I found this math “problem” on the internet, and I’m wondering if it has an answer:
Question: If you choose an answer to this question at random, what is the probability that you will be correct?
Does this question have a correct answer?
No, it is not meaningful. 25% is correct iff 50% is correct, and 50% is correct iff 25% is correct, so it can be neither of those two (because if both are correct, the only correct answer could be 75% which is not even an option). But it cannot be 0% either, because then the correct answer would be 25%. So none of the answers are correct, so the answer must be 0%. But then it is 25%. And so forth.
It’s a multiple-choice variant (with bells and whistles) of the classical liar paradox, which asks whether the statement
This statement is false.
is true or false. There are various more or less contrived “philosophical” attempts to resolve it, but by far the most common resolution is to deny that the statement means anything in the first place; therefore it is also meaningless to ask for its truth value.
Edited much later to add: There’s a variant of this puzzle that’s very popular on the internet at the moment, in which answer option (c) is 60% rather than 0%. In this variant it is at least internally consistent to claim that all of the answers are wrong, and so the possibility of getting a right one by choosing randomly is 0%.
Whether this actually resolves the variant puzzle is more a matter of taste and temperament than an objective mathematical question. It is not in general true for self-referencing questions that simply being internally consistent is enough for an answer to be unambiguously right; otherwise the question
Is the correct answer to this question “yes”?
would have two different “right” answers, because “yes” and “no” are both internally consistent. In the 60% variant of the puzzle it is happens that the only internally consistent answer is “0%”, but even so one might, as a matter of caution, still deny that such reasoning by elimination is valid for self-referential statements at all. If one adopts this stance, one would still consider the 60% variant meaningless.
One rationale for taking this strict position would be that we don’t want to accept reasoning by elimination on
True or false?
- The Great Pumpkin exists.
- Both of these statements are false.
where the only internally consistent resolution is that the first statement is true and the second one is false. However, it appears to be unsound to conclude that the Great Pumpkin exists on the basis simply that the puzzle was posed.
On the other hand, it is difficult to argue that there is no possible principle that will cordon off the Great Pumpkin example as meaningless while still allowing the 60% variant to be meaningful.

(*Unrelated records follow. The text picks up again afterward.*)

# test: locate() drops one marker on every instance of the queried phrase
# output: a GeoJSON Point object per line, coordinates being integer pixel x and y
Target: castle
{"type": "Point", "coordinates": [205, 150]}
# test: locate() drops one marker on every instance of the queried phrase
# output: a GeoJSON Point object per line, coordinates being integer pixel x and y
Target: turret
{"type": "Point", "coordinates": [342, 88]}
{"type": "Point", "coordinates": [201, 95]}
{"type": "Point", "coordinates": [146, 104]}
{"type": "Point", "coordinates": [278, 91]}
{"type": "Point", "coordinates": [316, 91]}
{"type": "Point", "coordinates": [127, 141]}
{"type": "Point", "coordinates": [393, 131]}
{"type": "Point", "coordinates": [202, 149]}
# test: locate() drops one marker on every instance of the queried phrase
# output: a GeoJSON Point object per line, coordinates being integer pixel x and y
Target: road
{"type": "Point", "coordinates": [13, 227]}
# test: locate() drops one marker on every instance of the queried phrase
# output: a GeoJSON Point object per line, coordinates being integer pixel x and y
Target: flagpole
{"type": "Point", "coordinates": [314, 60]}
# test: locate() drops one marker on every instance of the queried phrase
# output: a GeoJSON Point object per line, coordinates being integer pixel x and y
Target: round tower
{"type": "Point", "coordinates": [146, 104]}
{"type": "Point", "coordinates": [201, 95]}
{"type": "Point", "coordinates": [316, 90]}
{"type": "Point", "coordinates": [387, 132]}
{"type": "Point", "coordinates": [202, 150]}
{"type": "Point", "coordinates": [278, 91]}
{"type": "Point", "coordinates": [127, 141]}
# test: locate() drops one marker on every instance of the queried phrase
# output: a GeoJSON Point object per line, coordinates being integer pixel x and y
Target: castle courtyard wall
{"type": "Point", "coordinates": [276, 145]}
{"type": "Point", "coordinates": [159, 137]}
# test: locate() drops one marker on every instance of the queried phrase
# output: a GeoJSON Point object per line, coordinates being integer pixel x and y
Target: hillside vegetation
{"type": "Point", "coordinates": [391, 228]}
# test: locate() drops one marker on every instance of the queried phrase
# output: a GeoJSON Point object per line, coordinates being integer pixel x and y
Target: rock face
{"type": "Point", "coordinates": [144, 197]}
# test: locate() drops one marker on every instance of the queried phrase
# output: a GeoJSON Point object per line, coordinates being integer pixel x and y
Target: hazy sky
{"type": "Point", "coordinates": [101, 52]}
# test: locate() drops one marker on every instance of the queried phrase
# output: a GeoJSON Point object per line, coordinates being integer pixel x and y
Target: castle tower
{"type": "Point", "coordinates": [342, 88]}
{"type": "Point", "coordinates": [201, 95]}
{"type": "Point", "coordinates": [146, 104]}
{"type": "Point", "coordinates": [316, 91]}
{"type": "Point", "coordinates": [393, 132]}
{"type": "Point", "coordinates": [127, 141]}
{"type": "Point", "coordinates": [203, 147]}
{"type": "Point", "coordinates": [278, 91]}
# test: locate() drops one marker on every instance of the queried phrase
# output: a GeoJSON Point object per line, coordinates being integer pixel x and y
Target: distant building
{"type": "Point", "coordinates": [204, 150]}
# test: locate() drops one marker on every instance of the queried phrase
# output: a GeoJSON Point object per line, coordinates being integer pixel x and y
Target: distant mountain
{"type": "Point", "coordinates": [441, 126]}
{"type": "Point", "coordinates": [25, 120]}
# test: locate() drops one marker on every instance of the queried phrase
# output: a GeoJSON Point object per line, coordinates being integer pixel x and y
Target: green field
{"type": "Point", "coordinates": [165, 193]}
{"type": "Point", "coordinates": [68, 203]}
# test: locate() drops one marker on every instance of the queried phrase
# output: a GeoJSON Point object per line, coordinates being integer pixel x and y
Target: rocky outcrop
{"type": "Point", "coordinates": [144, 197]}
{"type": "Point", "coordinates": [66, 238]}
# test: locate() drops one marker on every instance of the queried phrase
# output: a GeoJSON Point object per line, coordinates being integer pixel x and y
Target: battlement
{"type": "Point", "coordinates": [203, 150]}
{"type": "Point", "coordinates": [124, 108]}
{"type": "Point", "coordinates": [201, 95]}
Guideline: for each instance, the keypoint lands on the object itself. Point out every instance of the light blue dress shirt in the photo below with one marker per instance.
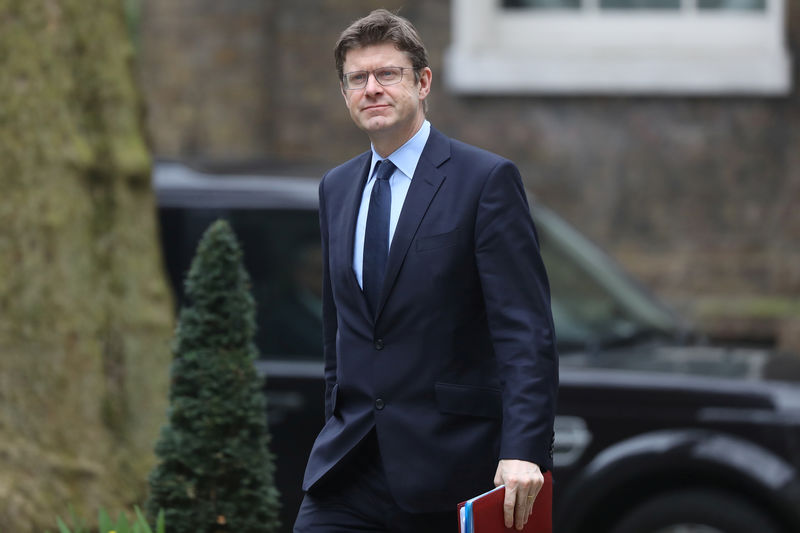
(405, 159)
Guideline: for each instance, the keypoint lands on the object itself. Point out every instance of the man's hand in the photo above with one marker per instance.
(523, 480)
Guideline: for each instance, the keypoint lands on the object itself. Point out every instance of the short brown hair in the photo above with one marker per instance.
(382, 26)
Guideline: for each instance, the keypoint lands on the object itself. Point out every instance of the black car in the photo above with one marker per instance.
(655, 432)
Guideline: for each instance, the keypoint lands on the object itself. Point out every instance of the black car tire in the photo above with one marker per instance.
(699, 510)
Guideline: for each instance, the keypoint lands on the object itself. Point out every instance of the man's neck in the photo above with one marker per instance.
(386, 142)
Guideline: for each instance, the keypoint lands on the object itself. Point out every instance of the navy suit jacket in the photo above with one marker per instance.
(458, 368)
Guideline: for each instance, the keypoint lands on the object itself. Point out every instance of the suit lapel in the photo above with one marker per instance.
(424, 185)
(353, 203)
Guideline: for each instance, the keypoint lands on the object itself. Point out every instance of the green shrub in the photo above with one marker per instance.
(122, 525)
(215, 473)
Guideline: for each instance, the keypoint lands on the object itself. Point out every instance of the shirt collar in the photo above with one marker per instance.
(407, 156)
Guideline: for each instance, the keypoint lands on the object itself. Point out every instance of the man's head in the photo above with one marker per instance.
(385, 79)
(382, 26)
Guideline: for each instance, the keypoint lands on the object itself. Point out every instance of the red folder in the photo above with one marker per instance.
(487, 511)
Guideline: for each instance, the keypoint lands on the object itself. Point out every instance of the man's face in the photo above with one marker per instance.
(393, 110)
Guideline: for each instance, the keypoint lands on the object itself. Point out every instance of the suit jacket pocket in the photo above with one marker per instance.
(441, 240)
(469, 400)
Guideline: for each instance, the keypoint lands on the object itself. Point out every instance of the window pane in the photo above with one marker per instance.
(543, 4)
(741, 5)
(640, 4)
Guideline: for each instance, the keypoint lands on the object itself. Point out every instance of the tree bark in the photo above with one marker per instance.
(85, 314)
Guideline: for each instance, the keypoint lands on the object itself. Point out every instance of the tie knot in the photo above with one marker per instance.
(384, 169)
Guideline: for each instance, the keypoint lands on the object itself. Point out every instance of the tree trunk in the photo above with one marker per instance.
(85, 315)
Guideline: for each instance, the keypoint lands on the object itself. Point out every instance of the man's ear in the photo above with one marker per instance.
(425, 78)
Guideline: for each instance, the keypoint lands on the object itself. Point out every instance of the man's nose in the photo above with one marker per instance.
(372, 87)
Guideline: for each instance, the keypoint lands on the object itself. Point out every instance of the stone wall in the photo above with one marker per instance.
(695, 196)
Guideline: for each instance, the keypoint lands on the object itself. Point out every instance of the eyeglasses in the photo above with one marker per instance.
(384, 75)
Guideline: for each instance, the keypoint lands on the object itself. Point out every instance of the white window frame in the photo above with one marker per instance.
(601, 51)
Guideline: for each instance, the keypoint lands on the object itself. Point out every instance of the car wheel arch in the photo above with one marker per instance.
(628, 473)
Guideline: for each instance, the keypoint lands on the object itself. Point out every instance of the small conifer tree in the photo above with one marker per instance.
(215, 472)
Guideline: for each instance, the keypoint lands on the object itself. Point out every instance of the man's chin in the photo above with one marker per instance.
(376, 124)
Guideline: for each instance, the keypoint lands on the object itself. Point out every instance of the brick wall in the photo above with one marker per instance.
(696, 196)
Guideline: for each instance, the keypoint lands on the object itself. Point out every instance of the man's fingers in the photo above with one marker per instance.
(521, 514)
(509, 504)
(529, 500)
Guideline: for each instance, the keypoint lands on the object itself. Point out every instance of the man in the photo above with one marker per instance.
(440, 362)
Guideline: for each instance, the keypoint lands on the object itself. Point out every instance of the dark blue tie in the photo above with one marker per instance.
(376, 236)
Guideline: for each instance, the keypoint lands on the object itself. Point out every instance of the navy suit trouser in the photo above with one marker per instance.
(356, 498)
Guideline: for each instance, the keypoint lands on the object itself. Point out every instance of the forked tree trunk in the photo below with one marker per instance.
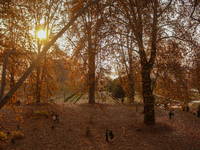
(92, 78)
(148, 98)
(91, 63)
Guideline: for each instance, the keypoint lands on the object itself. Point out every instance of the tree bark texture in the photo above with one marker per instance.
(4, 100)
(148, 97)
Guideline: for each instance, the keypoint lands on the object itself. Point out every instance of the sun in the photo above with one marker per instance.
(41, 34)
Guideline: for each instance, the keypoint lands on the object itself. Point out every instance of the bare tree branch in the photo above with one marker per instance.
(45, 49)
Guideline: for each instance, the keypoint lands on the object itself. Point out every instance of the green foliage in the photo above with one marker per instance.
(118, 91)
(13, 141)
(2, 145)
(3, 136)
(198, 111)
(187, 108)
(72, 95)
(17, 135)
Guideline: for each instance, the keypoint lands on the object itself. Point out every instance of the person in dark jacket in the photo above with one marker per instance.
(111, 135)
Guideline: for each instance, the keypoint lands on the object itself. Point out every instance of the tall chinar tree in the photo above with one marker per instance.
(147, 20)
(5, 99)
(87, 32)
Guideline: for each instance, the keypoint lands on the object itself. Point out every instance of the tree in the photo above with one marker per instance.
(4, 100)
(87, 44)
(148, 21)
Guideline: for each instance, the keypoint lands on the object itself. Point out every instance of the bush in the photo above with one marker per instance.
(198, 111)
(3, 136)
(2, 145)
(17, 135)
(187, 108)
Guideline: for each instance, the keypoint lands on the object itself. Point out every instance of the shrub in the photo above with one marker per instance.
(118, 91)
(3, 136)
(2, 145)
(187, 108)
(17, 135)
(198, 111)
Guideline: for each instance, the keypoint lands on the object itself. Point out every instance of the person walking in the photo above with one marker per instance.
(106, 135)
(111, 135)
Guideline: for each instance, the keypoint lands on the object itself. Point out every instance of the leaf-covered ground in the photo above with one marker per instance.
(182, 132)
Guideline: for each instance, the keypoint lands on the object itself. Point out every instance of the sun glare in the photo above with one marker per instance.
(41, 34)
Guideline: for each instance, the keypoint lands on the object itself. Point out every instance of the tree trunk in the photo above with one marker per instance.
(91, 77)
(148, 98)
(38, 77)
(4, 100)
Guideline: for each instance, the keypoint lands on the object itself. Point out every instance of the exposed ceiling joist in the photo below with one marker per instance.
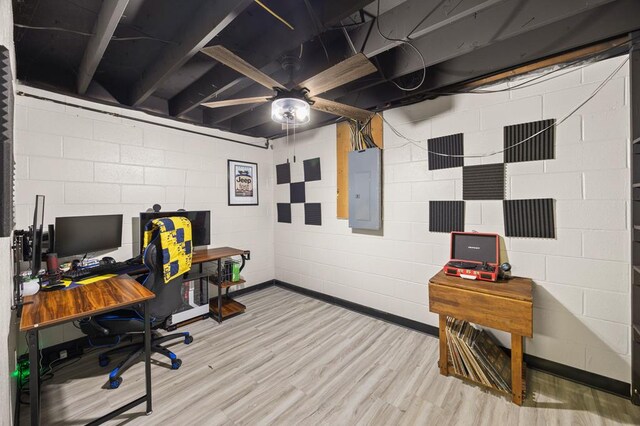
(214, 83)
(414, 19)
(500, 22)
(605, 22)
(208, 21)
(106, 24)
(444, 35)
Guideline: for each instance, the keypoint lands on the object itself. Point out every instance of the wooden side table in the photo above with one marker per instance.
(503, 305)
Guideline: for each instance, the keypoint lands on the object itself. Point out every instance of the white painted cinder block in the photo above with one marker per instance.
(589, 273)
(559, 104)
(582, 258)
(86, 149)
(163, 176)
(608, 363)
(606, 184)
(514, 112)
(98, 193)
(61, 170)
(130, 154)
(124, 133)
(560, 186)
(606, 245)
(40, 144)
(591, 214)
(56, 123)
(118, 173)
(606, 305)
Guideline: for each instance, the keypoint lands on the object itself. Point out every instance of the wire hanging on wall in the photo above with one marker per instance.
(418, 143)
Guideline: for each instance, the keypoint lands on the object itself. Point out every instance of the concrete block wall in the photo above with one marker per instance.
(582, 295)
(8, 320)
(88, 163)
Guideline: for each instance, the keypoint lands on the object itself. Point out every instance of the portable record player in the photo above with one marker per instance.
(474, 256)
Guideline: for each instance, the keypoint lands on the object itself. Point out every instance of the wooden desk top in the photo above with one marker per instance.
(201, 256)
(47, 308)
(515, 288)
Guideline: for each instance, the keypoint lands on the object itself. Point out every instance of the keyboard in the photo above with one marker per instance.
(111, 268)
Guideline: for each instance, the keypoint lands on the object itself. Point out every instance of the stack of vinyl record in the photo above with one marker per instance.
(475, 354)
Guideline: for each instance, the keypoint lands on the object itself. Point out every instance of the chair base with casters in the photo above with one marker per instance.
(136, 350)
(130, 322)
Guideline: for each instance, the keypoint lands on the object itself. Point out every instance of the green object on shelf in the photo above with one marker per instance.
(235, 274)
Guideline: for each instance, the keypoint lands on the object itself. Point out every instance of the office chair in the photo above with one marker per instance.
(131, 321)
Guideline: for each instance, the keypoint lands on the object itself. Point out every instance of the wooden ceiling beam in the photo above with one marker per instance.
(105, 26)
(208, 21)
(217, 82)
(502, 21)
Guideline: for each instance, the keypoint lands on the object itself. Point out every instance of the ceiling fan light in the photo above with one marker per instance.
(291, 111)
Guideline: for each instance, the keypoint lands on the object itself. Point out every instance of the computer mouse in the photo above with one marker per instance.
(53, 287)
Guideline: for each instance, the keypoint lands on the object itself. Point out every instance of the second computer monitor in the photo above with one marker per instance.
(200, 224)
(79, 235)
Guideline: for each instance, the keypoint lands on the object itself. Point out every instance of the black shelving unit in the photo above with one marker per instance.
(634, 79)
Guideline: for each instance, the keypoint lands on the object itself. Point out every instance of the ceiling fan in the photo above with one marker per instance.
(291, 106)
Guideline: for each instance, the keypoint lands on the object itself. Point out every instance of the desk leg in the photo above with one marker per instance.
(443, 363)
(147, 354)
(516, 368)
(219, 290)
(34, 376)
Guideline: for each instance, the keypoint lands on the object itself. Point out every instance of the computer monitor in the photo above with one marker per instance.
(36, 236)
(200, 224)
(79, 235)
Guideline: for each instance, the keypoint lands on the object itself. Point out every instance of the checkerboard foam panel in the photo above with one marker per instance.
(6, 144)
(284, 212)
(483, 182)
(540, 147)
(312, 170)
(297, 191)
(449, 145)
(312, 214)
(283, 173)
(446, 216)
(529, 218)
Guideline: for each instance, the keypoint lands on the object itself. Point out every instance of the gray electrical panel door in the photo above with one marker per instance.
(365, 189)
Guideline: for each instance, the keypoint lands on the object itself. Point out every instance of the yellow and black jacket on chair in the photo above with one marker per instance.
(175, 242)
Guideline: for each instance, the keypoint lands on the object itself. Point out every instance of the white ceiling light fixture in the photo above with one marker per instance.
(290, 111)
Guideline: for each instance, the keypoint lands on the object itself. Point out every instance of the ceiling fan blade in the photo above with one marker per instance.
(231, 102)
(230, 59)
(341, 73)
(343, 110)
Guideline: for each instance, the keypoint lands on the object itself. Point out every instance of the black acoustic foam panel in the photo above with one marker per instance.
(284, 212)
(297, 192)
(283, 173)
(312, 170)
(484, 182)
(529, 218)
(540, 147)
(446, 216)
(450, 145)
(6, 144)
(312, 214)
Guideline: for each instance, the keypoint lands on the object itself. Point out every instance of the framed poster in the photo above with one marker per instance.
(242, 180)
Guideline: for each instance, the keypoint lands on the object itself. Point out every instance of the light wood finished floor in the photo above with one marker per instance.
(296, 360)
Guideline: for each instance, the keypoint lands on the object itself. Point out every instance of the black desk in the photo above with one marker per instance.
(46, 309)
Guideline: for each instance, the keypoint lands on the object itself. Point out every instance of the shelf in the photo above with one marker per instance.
(230, 308)
(226, 284)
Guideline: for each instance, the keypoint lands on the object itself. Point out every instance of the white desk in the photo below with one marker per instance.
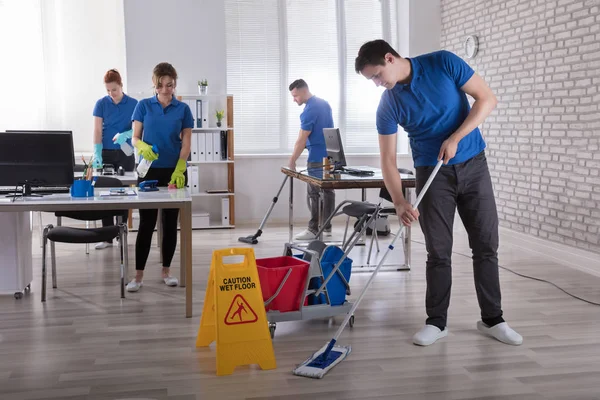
(164, 198)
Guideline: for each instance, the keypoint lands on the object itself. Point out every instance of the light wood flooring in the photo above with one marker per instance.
(85, 343)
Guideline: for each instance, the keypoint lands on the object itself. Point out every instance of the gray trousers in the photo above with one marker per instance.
(468, 188)
(312, 197)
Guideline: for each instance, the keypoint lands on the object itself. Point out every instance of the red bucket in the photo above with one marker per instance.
(272, 271)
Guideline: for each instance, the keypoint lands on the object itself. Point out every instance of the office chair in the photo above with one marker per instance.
(63, 234)
(93, 216)
(366, 214)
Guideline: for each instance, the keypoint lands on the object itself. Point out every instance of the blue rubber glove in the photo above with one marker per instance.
(122, 137)
(97, 162)
(177, 177)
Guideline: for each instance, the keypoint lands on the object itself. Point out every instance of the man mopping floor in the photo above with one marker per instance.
(426, 95)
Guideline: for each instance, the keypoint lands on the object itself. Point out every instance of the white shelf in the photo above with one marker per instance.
(213, 129)
(210, 162)
(204, 194)
(203, 96)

In the end, though, these things are more matters of taste and philosophy than they are mathematics. In mathematics we generally prefer to play it safe and completely refuse to work with explicitly self-referential statements. This avoids the risk of paradox, and does not seem to hinder mathematical arguments about the things mathematicians are ordinarily interested in. So whatever one decides to do with the question-about-itself, what one does is not really mathematics.